La rebelión de los "riders" ¿Por qué una parte del colectivo pide seguir cotizando como autónomo?

El régimen actual de los riders se ha convertido en uno de los conflictos laborales más importantes y enconados de los últimos años. En septiembre del año pasado, el Tribunal Supremo se pronunció, declarando a los repartidores como falsos autónomos, y obligando a sus empresas a modificar su relación laboral con estos trabajadores.

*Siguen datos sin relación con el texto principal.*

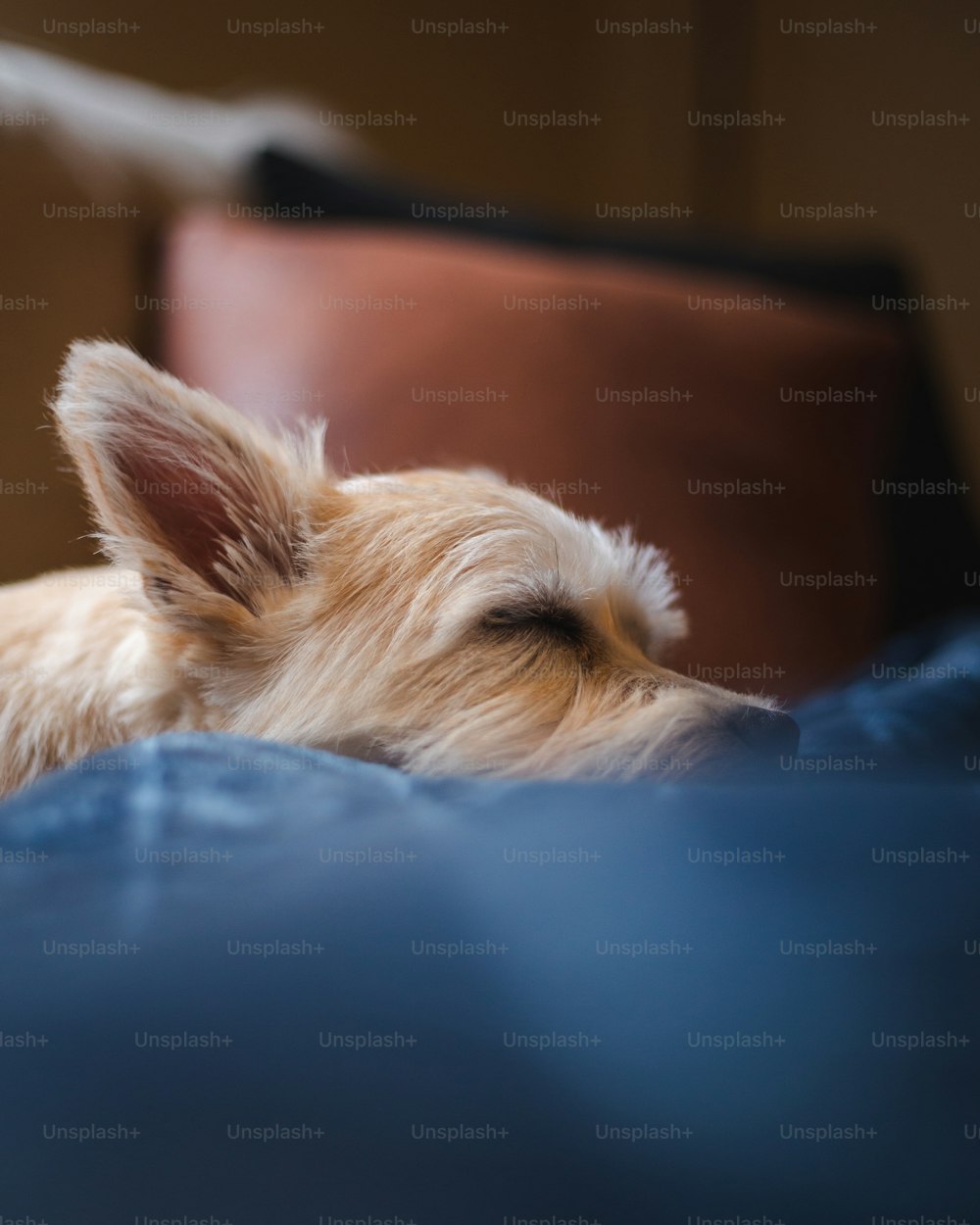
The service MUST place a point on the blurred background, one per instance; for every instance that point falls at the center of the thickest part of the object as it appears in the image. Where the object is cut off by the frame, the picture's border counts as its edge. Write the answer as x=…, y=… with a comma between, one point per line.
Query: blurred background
x=817, y=163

Sin embargo, dentro del colectivo parece no haber una opinión homogénea, al menos a tenor de las últimas manifestaciones convocadas en diferentes puntos de nuestra geografía. De hecho, sin ir más lejos, las asociaciones de Repartidores Unidos y la Asociación Profesional de Repartidores Autónomos (APRA) que representan a unos 2.900 trabajadores del sector, ya han convocado hasta tres manifestaciones en defensa de su derecho legal a ser considerados como autónomos, la última de ellas el día de ayer, bajo el lema #SíSoyAutónomo.

Su proclama: parar la futura ley Rider, el borrador que está preparando el Ministerio de Trabajo, y que tiene como fin regularizar la situación de estos repartidores. La patronal ya se había mostrado reticente en su momento, conocedores del impacto que tendría esta nueva normativa sobre sus resultados empresariales. Un agujero que, según cálculos de la UGT, podría llegar hasta los 168 millones de euros, la mitad de los cuales es ahorro en las cotizaciones sociales.

La patronal ya había aceptado por primera vez la laboralización de sus trabajadores, coincidiendo en que no son autónomos, sino trabajadores asalariados a todas luces. Sin embargo, según LaInformación, este acuerdo tendría sus matices, buscando una flexibilización de las condiciones laborales que permitan a estas empresas mantener sus modelos de negocio.

Elegir libremente su régimen de cotización

Precisamente, esta ha sido la base de las manifestaciones: que los trabajadores puedan elegir de manera libre el régimen en el que quieren trabajar: en el Régimen General como asalariados o en el RETA como autónomos. Una suerte de modelo californiano en el que los trabajadores, por defecto, se considerarían asalariados, pero la empresa y el trabajador tendrían cierto margen para renegociar sus condiciones contractuales.

De esta manera, un repartidor que quisiera ser autónomo, podría serlo. Eso sí, a cambio, la app no puede establecer turnos fijos, controles o penalizaciones por rechazar pedidos ni, en general, tratar al trabajador como si fuera un asalariado en plantilla. Dos posturas encontradas dentro de un mismo colectivo que hacen presagiar una larga batalla laboral y social.